Negative Payment is included as Sales in Tax Summary report


You are probably already aware of this, so I’m sorry if I am repeating. I searched for other topics and I found one where Lubos suggested 2 alternatives to recording a refund:

  1. as a negative ‘payment’ transaction or
  2. as a debit note.
    I have also read the ‘use debit notes for supplier returns and refunds’ guide.

I recorded 2 refunds as negative ‘payments’, but when I ran the Tax Summary report for the quarter, I noticed that total sales in the report was different to what it should be. When I drilled down I saw that the income figure had included the negative ‘payment’ transactions.

Is there a way that you can fix this issue? Or is it that the negative ‘payment’ option should not be used?

In context:

  1. I had a payment to a supplier that was offering Buy 3 and get the 4th free.
    I entered each line exactly how it was on the invoice (ie with a negative spend money line included in the transaction).
    Line 1: $325 x 2 = $650
    Line 2: $428 x 2 = $856
    Line 3: Buy 3 get the 4th free $325 x 1 = -$325

I realise that to workaround this issue, I could just alter line 1 to be 1 x $325. But wanted to report this issue, because if people are relying on the tax summary report to lodge their BAS, there is the potential for errors in the data.

Example 2.
Paid for Insurance with Company A for one year $1,000
Swapped to Company B before the full year was up.
Received refund from Company A for $300.
First I entered this as a ‘receipt’ - which came up as sales invoice income in the Tax Summary report. Then changed it to a negative ‘payment’ which also shows as sales invoice income.

So is the solution to use a debit note for both of these situations?

And do I understand correctly, that if I create a debit note, I also need to record the money-in as a receipt - allocating the refund to Accounts Payable and the Supplier’s sub-account.

Thank you so much for your generous help.

@Kay1, your post is little confusing, but maybe only because of the terminology you used.

First, any payment (or line item on a payment form) for a negative amount will have exactly the same financial impact in Manager as a receipt.

Second, a debit note does not record movement of money into the business. It records a supplier’s credit note, reducing the amount you owe that supplier under Accounts payable.

Third, the way to record the 4th free item in your first example was with a discount of $325 on Line 1. Read this Guide: Use the exact amount option. You did not have another transaction with that supplier. You just paid less for the items on Line 1.

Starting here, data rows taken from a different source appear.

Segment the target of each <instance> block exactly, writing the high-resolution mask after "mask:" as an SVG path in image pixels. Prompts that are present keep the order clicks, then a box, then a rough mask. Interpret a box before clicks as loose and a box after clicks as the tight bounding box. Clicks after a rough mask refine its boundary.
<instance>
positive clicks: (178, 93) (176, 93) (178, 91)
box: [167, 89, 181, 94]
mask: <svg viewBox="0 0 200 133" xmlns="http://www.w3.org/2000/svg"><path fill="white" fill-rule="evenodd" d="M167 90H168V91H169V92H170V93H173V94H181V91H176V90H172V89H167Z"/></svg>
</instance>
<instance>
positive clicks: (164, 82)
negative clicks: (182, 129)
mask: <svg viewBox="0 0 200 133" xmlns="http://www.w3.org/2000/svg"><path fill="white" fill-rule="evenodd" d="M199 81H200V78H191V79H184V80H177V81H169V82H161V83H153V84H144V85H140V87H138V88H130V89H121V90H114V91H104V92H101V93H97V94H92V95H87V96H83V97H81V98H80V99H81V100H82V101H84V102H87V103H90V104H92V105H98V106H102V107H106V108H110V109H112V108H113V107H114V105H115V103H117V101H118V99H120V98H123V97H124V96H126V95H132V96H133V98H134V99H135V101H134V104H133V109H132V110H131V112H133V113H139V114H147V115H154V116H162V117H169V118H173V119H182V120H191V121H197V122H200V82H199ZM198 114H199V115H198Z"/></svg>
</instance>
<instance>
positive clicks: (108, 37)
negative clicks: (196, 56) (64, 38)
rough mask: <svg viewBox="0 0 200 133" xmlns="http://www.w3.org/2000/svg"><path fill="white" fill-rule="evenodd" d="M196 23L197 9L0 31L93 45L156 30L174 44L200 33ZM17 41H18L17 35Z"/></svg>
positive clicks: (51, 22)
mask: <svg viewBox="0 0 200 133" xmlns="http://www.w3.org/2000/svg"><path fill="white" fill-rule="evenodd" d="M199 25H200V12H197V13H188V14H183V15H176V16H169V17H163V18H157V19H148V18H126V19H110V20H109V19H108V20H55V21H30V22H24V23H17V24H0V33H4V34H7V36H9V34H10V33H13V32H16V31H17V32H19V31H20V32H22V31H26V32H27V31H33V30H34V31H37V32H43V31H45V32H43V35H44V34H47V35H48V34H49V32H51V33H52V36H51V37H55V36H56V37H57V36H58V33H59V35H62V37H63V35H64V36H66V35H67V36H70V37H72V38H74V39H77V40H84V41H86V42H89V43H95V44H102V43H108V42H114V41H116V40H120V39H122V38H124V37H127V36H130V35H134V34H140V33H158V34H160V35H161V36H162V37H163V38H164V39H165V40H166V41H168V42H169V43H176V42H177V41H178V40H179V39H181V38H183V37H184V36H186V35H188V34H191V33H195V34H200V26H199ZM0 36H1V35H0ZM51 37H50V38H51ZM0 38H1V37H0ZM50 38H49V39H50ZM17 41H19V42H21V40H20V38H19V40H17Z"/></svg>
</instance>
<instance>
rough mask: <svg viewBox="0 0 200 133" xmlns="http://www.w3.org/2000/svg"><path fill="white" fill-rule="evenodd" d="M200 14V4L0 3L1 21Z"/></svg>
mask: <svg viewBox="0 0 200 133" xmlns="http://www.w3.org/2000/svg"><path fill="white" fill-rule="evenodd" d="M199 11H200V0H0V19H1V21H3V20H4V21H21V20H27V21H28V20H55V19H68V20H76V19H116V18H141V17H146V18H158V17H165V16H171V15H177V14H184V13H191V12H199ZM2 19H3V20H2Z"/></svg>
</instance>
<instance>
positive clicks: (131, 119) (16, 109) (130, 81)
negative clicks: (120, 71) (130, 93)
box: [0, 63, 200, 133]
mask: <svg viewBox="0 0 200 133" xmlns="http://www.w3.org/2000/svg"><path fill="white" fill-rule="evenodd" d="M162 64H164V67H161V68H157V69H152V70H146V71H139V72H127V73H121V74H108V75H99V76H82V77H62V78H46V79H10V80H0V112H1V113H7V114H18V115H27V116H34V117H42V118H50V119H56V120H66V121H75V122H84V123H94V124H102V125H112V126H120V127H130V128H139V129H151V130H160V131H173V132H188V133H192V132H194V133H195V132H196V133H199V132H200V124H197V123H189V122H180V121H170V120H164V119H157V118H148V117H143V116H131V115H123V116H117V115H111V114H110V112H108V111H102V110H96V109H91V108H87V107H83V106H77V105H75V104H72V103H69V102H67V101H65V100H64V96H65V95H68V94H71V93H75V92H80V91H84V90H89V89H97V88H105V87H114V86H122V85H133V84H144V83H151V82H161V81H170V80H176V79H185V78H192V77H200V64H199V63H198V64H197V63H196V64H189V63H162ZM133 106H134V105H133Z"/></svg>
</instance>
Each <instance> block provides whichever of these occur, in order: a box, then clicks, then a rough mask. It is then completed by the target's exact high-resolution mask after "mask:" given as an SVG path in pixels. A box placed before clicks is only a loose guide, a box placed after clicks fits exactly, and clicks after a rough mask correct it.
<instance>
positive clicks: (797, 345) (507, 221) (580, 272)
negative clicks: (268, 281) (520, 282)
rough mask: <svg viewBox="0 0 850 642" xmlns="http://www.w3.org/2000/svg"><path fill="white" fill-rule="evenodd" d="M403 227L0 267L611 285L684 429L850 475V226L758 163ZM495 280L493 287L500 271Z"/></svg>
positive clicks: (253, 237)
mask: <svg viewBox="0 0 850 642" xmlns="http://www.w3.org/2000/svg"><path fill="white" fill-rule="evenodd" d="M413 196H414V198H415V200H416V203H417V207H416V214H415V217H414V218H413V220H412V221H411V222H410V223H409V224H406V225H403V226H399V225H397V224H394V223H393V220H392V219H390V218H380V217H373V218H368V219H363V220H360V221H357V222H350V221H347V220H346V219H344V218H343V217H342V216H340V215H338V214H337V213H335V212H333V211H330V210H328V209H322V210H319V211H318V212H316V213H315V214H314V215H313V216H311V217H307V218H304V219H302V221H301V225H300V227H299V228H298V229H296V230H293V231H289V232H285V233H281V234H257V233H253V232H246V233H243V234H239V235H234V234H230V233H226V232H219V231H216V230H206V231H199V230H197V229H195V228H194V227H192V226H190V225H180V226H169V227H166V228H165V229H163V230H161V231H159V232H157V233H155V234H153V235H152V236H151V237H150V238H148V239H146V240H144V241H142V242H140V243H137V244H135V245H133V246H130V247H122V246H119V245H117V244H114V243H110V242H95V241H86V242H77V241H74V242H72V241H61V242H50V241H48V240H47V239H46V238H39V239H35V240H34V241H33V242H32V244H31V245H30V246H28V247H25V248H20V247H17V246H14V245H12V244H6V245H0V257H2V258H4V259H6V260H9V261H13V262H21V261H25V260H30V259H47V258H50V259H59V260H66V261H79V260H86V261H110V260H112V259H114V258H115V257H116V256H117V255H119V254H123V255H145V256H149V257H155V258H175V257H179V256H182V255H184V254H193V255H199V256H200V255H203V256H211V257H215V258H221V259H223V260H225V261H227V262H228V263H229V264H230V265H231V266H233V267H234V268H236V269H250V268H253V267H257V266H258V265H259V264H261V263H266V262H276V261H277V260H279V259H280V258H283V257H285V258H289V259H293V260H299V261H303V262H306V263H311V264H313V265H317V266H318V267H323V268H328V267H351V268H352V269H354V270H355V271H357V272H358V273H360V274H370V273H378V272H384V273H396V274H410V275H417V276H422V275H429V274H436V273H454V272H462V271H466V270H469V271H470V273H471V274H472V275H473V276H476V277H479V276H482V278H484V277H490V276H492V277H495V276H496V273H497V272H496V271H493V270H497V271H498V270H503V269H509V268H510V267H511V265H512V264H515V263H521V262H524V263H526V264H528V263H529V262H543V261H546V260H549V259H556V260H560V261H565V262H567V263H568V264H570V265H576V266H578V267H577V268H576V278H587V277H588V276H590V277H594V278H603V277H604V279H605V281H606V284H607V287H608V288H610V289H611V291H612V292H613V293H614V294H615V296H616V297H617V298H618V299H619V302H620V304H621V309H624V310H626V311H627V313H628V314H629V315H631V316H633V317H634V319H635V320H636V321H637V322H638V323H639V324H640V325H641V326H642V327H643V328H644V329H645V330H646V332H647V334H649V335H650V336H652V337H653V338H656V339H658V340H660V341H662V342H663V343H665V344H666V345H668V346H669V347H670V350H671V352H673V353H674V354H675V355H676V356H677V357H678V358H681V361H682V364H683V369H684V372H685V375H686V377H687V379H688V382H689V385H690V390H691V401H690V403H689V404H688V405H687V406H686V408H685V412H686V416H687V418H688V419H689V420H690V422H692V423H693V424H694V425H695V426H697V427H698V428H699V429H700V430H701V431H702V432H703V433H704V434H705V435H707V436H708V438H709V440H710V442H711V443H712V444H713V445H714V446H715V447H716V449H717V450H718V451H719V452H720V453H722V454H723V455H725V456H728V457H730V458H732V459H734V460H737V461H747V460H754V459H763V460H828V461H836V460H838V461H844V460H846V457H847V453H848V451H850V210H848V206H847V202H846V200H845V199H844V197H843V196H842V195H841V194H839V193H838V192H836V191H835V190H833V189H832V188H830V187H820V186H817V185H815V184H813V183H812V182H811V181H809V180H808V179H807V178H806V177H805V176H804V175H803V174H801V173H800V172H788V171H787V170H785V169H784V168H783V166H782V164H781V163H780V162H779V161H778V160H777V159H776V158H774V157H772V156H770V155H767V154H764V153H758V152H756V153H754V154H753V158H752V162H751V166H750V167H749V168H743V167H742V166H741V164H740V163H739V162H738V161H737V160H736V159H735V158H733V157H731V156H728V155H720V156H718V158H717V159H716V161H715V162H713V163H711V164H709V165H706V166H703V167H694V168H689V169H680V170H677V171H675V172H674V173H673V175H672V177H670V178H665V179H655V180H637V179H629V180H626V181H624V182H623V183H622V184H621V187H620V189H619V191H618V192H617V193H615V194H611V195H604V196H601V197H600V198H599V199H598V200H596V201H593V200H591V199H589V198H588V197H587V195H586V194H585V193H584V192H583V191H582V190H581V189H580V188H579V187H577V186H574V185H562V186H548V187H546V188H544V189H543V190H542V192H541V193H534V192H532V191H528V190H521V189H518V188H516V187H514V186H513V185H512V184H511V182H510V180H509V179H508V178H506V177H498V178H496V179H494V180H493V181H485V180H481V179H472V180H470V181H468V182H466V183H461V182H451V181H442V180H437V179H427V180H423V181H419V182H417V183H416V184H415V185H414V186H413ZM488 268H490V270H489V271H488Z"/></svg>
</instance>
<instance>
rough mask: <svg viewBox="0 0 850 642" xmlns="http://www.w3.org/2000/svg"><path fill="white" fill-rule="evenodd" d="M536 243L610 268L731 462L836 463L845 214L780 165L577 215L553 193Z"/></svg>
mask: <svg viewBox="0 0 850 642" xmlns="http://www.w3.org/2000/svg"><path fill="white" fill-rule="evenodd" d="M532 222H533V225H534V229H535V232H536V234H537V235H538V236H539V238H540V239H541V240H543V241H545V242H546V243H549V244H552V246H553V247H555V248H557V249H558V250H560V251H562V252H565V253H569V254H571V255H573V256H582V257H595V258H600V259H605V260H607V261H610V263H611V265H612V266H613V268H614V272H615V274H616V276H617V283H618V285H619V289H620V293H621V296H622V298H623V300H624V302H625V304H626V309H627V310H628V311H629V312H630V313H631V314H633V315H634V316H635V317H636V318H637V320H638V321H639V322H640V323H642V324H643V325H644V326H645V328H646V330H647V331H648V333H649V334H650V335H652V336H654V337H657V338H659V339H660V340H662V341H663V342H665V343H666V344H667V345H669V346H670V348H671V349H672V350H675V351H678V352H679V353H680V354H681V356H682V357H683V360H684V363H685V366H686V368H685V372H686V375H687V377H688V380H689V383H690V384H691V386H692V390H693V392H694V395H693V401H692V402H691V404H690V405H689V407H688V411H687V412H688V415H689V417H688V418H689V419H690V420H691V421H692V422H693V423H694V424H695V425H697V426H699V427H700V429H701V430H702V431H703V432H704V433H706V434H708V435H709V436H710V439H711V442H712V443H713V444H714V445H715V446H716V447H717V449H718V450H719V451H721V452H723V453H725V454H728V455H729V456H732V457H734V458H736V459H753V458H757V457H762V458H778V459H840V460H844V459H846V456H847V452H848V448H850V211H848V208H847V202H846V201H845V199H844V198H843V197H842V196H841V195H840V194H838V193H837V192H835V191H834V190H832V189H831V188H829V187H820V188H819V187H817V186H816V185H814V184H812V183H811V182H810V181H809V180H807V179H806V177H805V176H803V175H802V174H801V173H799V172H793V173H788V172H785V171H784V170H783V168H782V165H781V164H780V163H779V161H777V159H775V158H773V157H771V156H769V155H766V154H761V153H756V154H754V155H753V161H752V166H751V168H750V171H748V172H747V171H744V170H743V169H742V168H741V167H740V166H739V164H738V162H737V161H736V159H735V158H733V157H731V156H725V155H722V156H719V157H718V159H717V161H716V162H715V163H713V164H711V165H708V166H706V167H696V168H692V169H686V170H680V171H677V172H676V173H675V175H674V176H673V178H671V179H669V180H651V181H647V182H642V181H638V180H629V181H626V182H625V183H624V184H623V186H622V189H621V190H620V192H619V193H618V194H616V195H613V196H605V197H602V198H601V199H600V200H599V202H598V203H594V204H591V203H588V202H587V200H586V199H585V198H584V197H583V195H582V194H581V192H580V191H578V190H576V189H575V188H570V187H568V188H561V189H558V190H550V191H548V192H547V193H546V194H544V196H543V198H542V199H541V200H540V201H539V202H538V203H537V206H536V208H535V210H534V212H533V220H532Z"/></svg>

Fourth, the way to record your second example is with a receipt, posted to the same expense account where you originally posted the $1000 payment. No debit note is involved because you no longer owe Company A any money. If you were continuing as a customer and they sent you a credit note instead of a refund, you would have used a debit note.

Yes, but in your two examples debit notes are not necessary.

Thank you for the clarification Tut, much appreciated. Have a great day!

Whilst the above response focuses on the money side of the transactions it doesn’t resolve your core question which I will re-write as: why do negative “purchases” (insurance refund) show up as “sales” on the Tax Summary report.

That is because the BAS usage of the term “sales” equals - transactions where GST has been received. Not just sales which equates to P&L income, e.g. you could sell a fixed asset and receive GST, this would be classified as BAS “sales” but would not be P&L Income.

Therefore, as you received GST as part of the insurance refund this becomes BAS “sales”

However, if you want that refund to show up under BAS “purchases” then you must use a Debit Note.

There is no error in data, either presentation is perfectly acceptable. It is only an “error” when users assume that BAS “sales” and “purchase” must equal P&L income and expenses - but they are both unrelated.

You can have Interest Received or Interest Paid, neither go on to the BAS but both are part of the P&L.

Thank you so much Brucanna, I really appreciate your time in explaining. I understand now.